CS3223 Database Systems Implementation

This project is part of the CS3223 Database Systems Implementation module taken at the National University of Singapore (NUS) School of Computing in AY2020/21 Semester 2. The project focuses on a simple SPJ (Select-Project-Join) query engine and its implementation, which provides some insights into how a modern database management system (DBMS) works in practice.

This repository contains code written as part of this project and is done by:

  • Hsu Zhong Jun
  • Low Jun Kai, Sean
  • Ng Xin Pei

Setup Instructions

As this project is written in Java (primarily Java 11), ensure that you have Java installed in your system.

  1. Navigate to the project root and set up the environment using source queryenv (for Unix users) or queryenv.bat (for Windows users).
  2. Build the Java project using build.sh (for Unix users) or build.bat (for Windows users).

Running the project

  1. Populate the database by running bash populate_table.sh
  2. The queries can be ran by java QueryMain your_query.sql your_query_result.out

Modifications

The following modifications to the original template was made by the team:

  • Block Nested Loop Join (qp.operators.BlockNestedJoin)
  • Sort Merge Join (qp.operators.SortMergeJoin)
  • The DISTINCT operator (qp.operators.Distinct)
  • The ORDERBY operator (qp.operators.Sort)
  • The GROUPBY operator (qp.operators.GroupBy)
  • The PROJECT operator (qp.operators.Project)
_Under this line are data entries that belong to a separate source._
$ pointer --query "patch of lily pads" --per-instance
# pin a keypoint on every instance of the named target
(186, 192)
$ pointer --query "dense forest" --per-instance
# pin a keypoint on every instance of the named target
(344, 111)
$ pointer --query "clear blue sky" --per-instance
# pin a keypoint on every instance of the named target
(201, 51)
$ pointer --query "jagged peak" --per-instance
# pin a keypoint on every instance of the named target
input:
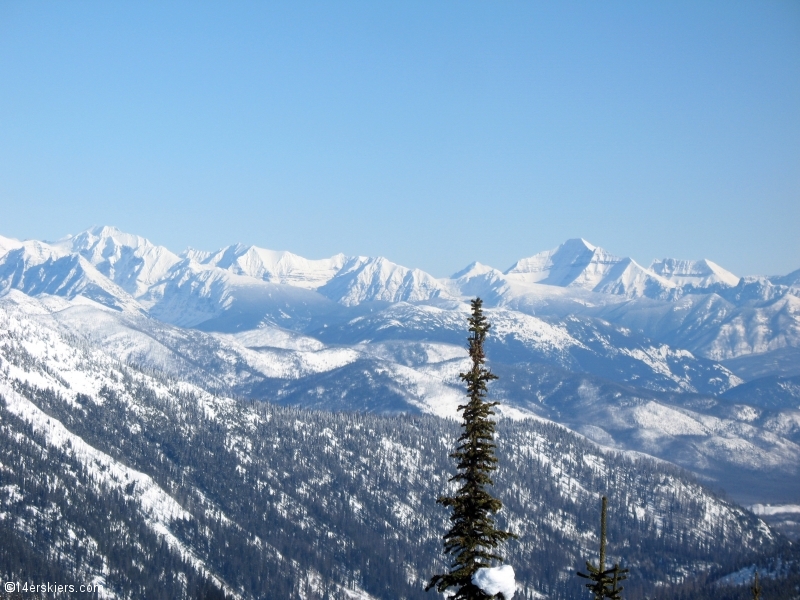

As part of the bonus tasks, the team have made the following additional modifications to set operations:

  • The INTERSECT and INTERSECT ALL operator (qp.operators.Intersect)
  • The UNION and UNION ALL operator (qp.operators.Union)
  • Changes were made to (qp.optimizer.RandomInitialPlan) and (QueryMain) such that the system supports the new set operators.

A new TIME data type was also implemented to support generating time based value.

Bugs fixed:

  1. Cartesian product was not supported in the original implementation and has now been fixed by treating it as a special join operator with no join conditions. (qp.optimizer.RandomInitialPlan)
  2. Running the query engine with a smaller amount of bytes per page required would cause it to enter into an infinite loop. This is now fixed by checking if the number of bytes per page specified by the user is sufficiently large. (QueryMain) and (qp.optimizer.RandomOptimizer)
  3. The join operator was not closed at the end of the execution and has now been fixed. (qp.operators.NestedJoin)
  4. The original nested join operator did not consider conditions with expressions other than the equality expression. This is now fixed by checking the conditions more appropriately based on the expression provided. (qp.utils.Tuple)